Lettre au Liban : J’ai peur pour toi...

Tes lettres sont celles du bilan : on ne pouvait fêter la venue d’une nouvelle année sans dresser celui de ton année 2020. Avant tout, sache que je ne pensais pas devoir, un jour dans ma vie, surtout après un certain 17 octobre 2019, faire ton éloge funèbre. Tu es devenu l’homme malade que fut, un temps, l’empire dont tu voulais te débarrasser. Tu ne te déplaçais plus qu’en te reposant sur les béquilles de ta jeunesse, et il est ensuite venu le temps où ta chaise roulante ne pouvait plus te porter tant ses roues étaient embourbées dans la pâte à papier des milliards de billets de banque disparus dans la tumeur de ta corruption.

Sache que j’ai longtemps repoussé le moment de t’écrire ces quelques mots. En juin, je t’aurais dit que j’avais peur de retrouver ton soleil torride encore plus alourdi par la peur de tes enfants et l’inquiétude du lendemain. En août, j’ai ressenti une nouvelle fois la fierté de ton peuple, une fierté dans l’unité face au besoin de reconstruction, à la contrainte de résilience. Mais, somme toute, une fierté qui n’était que le dernier soubresaut de l’illusion d’un peuple uni.
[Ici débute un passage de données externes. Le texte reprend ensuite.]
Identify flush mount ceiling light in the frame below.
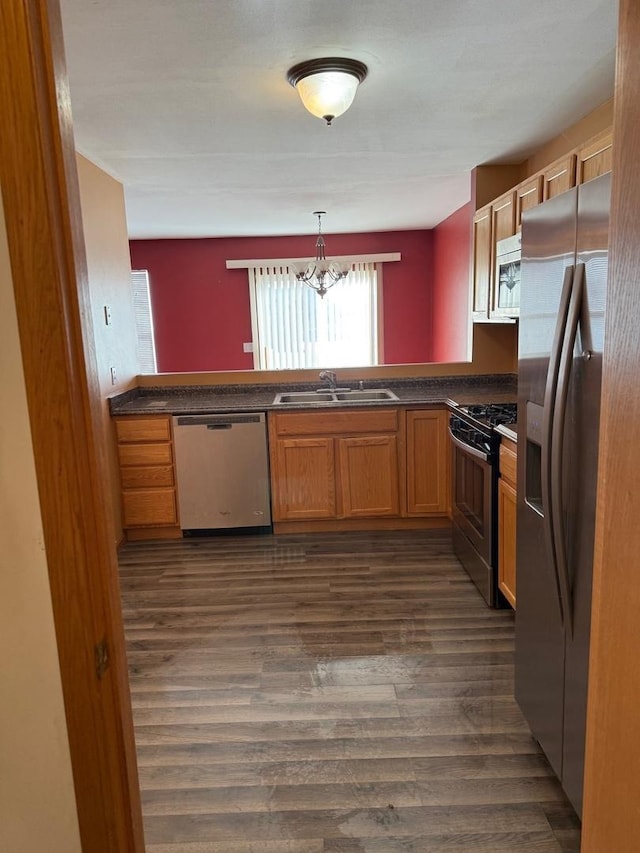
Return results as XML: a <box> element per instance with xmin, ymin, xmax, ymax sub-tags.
<box><xmin>296</xmin><ymin>210</ymin><xmax>351</xmax><ymax>297</ymax></box>
<box><xmin>287</xmin><ymin>56</ymin><xmax>367</xmax><ymax>125</ymax></box>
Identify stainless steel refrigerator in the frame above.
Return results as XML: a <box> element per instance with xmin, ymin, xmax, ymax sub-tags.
<box><xmin>516</xmin><ymin>170</ymin><xmax>611</xmax><ymax>814</ymax></box>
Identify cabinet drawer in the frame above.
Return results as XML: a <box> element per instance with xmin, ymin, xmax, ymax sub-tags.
<box><xmin>118</xmin><ymin>443</ymin><xmax>173</xmax><ymax>466</ymax></box>
<box><xmin>273</xmin><ymin>408</ymin><xmax>398</xmax><ymax>435</ymax></box>
<box><xmin>120</xmin><ymin>465</ymin><xmax>174</xmax><ymax>489</ymax></box>
<box><xmin>500</xmin><ymin>441</ymin><xmax>518</xmax><ymax>486</ymax></box>
<box><xmin>122</xmin><ymin>489</ymin><xmax>178</xmax><ymax>527</ymax></box>
<box><xmin>116</xmin><ymin>416</ymin><xmax>171</xmax><ymax>442</ymax></box>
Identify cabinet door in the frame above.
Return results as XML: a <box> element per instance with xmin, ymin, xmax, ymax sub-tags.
<box><xmin>272</xmin><ymin>437</ymin><xmax>336</xmax><ymax>521</ymax></box>
<box><xmin>542</xmin><ymin>154</ymin><xmax>576</xmax><ymax>201</ymax></box>
<box><xmin>492</xmin><ymin>190</ymin><xmax>516</xmax><ymax>247</ymax></box>
<box><xmin>472</xmin><ymin>205</ymin><xmax>493</xmax><ymax>320</ymax></box>
<box><xmin>489</xmin><ymin>190</ymin><xmax>516</xmax><ymax>320</ymax></box>
<box><xmin>337</xmin><ymin>435</ymin><xmax>400</xmax><ymax>518</ymax></box>
<box><xmin>498</xmin><ymin>477</ymin><xmax>516</xmax><ymax>609</ymax></box>
<box><xmin>516</xmin><ymin>175</ymin><xmax>542</xmax><ymax>231</ymax></box>
<box><xmin>407</xmin><ymin>411</ymin><xmax>451</xmax><ymax>516</ymax></box>
<box><xmin>576</xmin><ymin>133</ymin><xmax>613</xmax><ymax>184</ymax></box>
<box><xmin>122</xmin><ymin>489</ymin><xmax>178</xmax><ymax>528</ymax></box>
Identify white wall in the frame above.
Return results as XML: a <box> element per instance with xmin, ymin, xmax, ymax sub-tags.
<box><xmin>0</xmin><ymin>193</ymin><xmax>81</xmax><ymax>853</ymax></box>
<box><xmin>76</xmin><ymin>154</ymin><xmax>140</xmax><ymax>543</ymax></box>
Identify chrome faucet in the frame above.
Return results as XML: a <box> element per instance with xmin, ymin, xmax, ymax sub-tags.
<box><xmin>320</xmin><ymin>370</ymin><xmax>338</xmax><ymax>391</ymax></box>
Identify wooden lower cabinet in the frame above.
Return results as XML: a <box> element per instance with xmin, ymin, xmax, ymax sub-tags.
<box><xmin>498</xmin><ymin>438</ymin><xmax>517</xmax><ymax>610</ymax></box>
<box><xmin>336</xmin><ymin>435</ymin><xmax>400</xmax><ymax>518</ymax></box>
<box><xmin>115</xmin><ymin>415</ymin><xmax>181</xmax><ymax>539</ymax></box>
<box><xmin>269</xmin><ymin>407</ymin><xmax>450</xmax><ymax>532</ymax></box>
<box><xmin>272</xmin><ymin>437</ymin><xmax>336</xmax><ymax>521</ymax></box>
<box><xmin>406</xmin><ymin>409</ymin><xmax>451</xmax><ymax>516</ymax></box>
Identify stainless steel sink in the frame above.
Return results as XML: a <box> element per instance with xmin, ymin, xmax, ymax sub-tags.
<box><xmin>273</xmin><ymin>388</ymin><xmax>398</xmax><ymax>406</ymax></box>
<box><xmin>273</xmin><ymin>391</ymin><xmax>336</xmax><ymax>406</ymax></box>
<box><xmin>335</xmin><ymin>388</ymin><xmax>398</xmax><ymax>403</ymax></box>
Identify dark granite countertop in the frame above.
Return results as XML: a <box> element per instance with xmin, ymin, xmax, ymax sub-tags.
<box><xmin>109</xmin><ymin>374</ymin><xmax>517</xmax><ymax>415</ymax></box>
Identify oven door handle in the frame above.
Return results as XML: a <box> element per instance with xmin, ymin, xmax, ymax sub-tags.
<box><xmin>449</xmin><ymin>427</ymin><xmax>489</xmax><ymax>462</ymax></box>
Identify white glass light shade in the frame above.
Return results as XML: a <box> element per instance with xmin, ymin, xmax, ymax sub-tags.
<box><xmin>296</xmin><ymin>71</ymin><xmax>358</xmax><ymax>122</ymax></box>
<box><xmin>287</xmin><ymin>56</ymin><xmax>367</xmax><ymax>124</ymax></box>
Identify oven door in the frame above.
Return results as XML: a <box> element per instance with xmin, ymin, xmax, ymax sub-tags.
<box><xmin>449</xmin><ymin>429</ymin><xmax>493</xmax><ymax>572</ymax></box>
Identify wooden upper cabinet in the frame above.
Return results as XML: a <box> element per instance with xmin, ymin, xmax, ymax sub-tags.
<box><xmin>337</xmin><ymin>435</ymin><xmax>400</xmax><ymax>518</ymax></box>
<box><xmin>542</xmin><ymin>154</ymin><xmax>576</xmax><ymax>201</ymax></box>
<box><xmin>516</xmin><ymin>175</ymin><xmax>542</xmax><ymax>231</ymax></box>
<box><xmin>472</xmin><ymin>205</ymin><xmax>493</xmax><ymax>320</ymax></box>
<box><xmin>491</xmin><ymin>190</ymin><xmax>516</xmax><ymax>247</ymax></box>
<box><xmin>576</xmin><ymin>131</ymin><xmax>613</xmax><ymax>184</ymax></box>
<box><xmin>407</xmin><ymin>409</ymin><xmax>451</xmax><ymax>516</ymax></box>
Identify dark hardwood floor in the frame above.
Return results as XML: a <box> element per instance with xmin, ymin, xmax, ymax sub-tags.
<box><xmin>120</xmin><ymin>531</ymin><xmax>580</xmax><ymax>853</ymax></box>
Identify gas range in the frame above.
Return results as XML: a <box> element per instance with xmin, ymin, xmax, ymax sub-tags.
<box><xmin>456</xmin><ymin>403</ymin><xmax>518</xmax><ymax>429</ymax></box>
<box><xmin>449</xmin><ymin>403</ymin><xmax>518</xmax><ymax>607</ymax></box>
<box><xmin>449</xmin><ymin>403</ymin><xmax>518</xmax><ymax>461</ymax></box>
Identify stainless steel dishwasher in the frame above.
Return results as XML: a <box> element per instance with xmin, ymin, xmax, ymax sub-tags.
<box><xmin>173</xmin><ymin>413</ymin><xmax>271</xmax><ymax>530</ymax></box>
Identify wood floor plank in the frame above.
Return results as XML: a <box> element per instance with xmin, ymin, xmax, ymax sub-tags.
<box><xmin>120</xmin><ymin>530</ymin><xmax>580</xmax><ymax>853</ymax></box>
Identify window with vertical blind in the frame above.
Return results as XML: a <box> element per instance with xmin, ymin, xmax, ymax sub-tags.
<box><xmin>131</xmin><ymin>270</ymin><xmax>158</xmax><ymax>373</ymax></box>
<box><xmin>249</xmin><ymin>263</ymin><xmax>378</xmax><ymax>370</ymax></box>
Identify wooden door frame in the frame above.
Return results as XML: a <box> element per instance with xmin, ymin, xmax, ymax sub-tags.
<box><xmin>582</xmin><ymin>0</ymin><xmax>640</xmax><ymax>853</ymax></box>
<box><xmin>0</xmin><ymin>0</ymin><xmax>144</xmax><ymax>853</ymax></box>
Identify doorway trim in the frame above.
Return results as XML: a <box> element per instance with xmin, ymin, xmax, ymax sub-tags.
<box><xmin>0</xmin><ymin>0</ymin><xmax>144</xmax><ymax>853</ymax></box>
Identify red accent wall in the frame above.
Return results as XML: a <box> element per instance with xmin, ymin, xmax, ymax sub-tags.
<box><xmin>130</xmin><ymin>230</ymin><xmax>433</xmax><ymax>373</ymax></box>
<box><xmin>432</xmin><ymin>202</ymin><xmax>473</xmax><ymax>362</ymax></box>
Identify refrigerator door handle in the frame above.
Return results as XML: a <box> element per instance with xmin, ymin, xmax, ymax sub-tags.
<box><xmin>551</xmin><ymin>264</ymin><xmax>585</xmax><ymax>638</ymax></box>
<box><xmin>540</xmin><ymin>266</ymin><xmax>575</xmax><ymax>627</ymax></box>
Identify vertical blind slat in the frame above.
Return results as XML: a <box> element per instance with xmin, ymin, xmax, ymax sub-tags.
<box><xmin>250</xmin><ymin>264</ymin><xmax>377</xmax><ymax>369</ymax></box>
<box><xmin>131</xmin><ymin>270</ymin><xmax>157</xmax><ymax>373</ymax></box>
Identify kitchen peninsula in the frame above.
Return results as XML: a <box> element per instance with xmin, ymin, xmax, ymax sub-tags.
<box><xmin>110</xmin><ymin>374</ymin><xmax>516</xmax><ymax>540</ymax></box>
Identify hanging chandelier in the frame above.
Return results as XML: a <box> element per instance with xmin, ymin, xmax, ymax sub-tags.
<box><xmin>296</xmin><ymin>210</ymin><xmax>350</xmax><ymax>298</ymax></box>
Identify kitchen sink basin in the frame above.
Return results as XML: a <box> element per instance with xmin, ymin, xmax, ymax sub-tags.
<box><xmin>335</xmin><ymin>388</ymin><xmax>398</xmax><ymax>403</ymax></box>
<box><xmin>273</xmin><ymin>388</ymin><xmax>398</xmax><ymax>406</ymax></box>
<box><xmin>273</xmin><ymin>391</ymin><xmax>335</xmax><ymax>405</ymax></box>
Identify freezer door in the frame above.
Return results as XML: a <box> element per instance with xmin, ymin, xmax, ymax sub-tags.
<box><xmin>562</xmin><ymin>170</ymin><xmax>611</xmax><ymax>814</ymax></box>
<box><xmin>515</xmin><ymin>185</ymin><xmax>577</xmax><ymax>776</ymax></box>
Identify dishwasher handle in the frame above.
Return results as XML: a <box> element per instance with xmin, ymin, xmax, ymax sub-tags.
<box><xmin>173</xmin><ymin>412</ymin><xmax>265</xmax><ymax>429</ymax></box>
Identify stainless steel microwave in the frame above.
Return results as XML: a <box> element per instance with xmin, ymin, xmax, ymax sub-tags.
<box><xmin>492</xmin><ymin>233</ymin><xmax>522</xmax><ymax>317</ymax></box>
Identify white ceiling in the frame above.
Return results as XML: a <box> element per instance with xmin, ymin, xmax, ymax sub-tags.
<box><xmin>57</xmin><ymin>0</ymin><xmax>617</xmax><ymax>237</ymax></box>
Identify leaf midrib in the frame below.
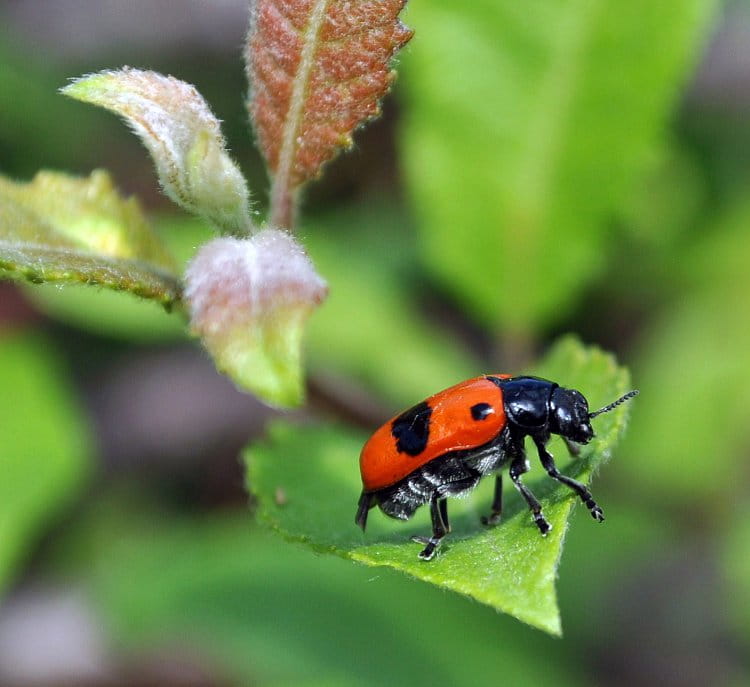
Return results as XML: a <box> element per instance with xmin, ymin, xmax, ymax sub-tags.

Une cohorte qui ne sait pas si elle aura son pain quotidien lors du prochain repas de famille ne peut plus être un peuple.

Tu n’as plus de peuple, tu n’as plus ton territoire non plus. Ton Sud est toujours convoité, et sur ce point, le discours belligérant sur l’ennemi national cruel et tortionnaire est devenu désuet : comme les autres pays arabes en défaut de démocratie, tu ne peux plus vivre sans ton ennemi d’antan. Ta plaine est un camp d’entraînement militaire en plein air, plus qu’un vivier agricole qui pourrait préserver ton indépendance alimentaire. Ton Nord est délaissé à son sort de misère. Ta capitale… Seul le silence peut exprimer ce qu’il y a à en dire.

Tu n’as plus ton peuple, tu n’as plus ton territoire. Que te reste-t-il d’un État-nation ? Ni l’autonomie intérieure ni la reconnaissance extérieure. La première est gangrenée en ton sein par l’État confédéré qui sévit en ton cœur. L’union autour de l’idée d’un seul Liban est définitivement morte : elle n’est plus le fait que de quelques intellectuels qui comprennent encore ce qui t’a fait au siècle passé. Mais force est de constater que tu as échoué, malgré les semblants d’espoir des années 1990, à générer la diffusion d’une idée d’unité libanaise. Et ce par défaut de laïcisation, par défaut de liberté, par défaut de transparence. Mais la laïcité reste ce qui te manque le plus : continuer à te définir comme un pays de communautés religieuses équivalentes à des communautés politiques ouvrait la voie au fait que l’une d’entre elles dévie en un régime religieux totalitaire en puissance, une sorte d’embryon de Gilead, le nom de l’État créé par Margaret Atwood dans sa Servante écarlate.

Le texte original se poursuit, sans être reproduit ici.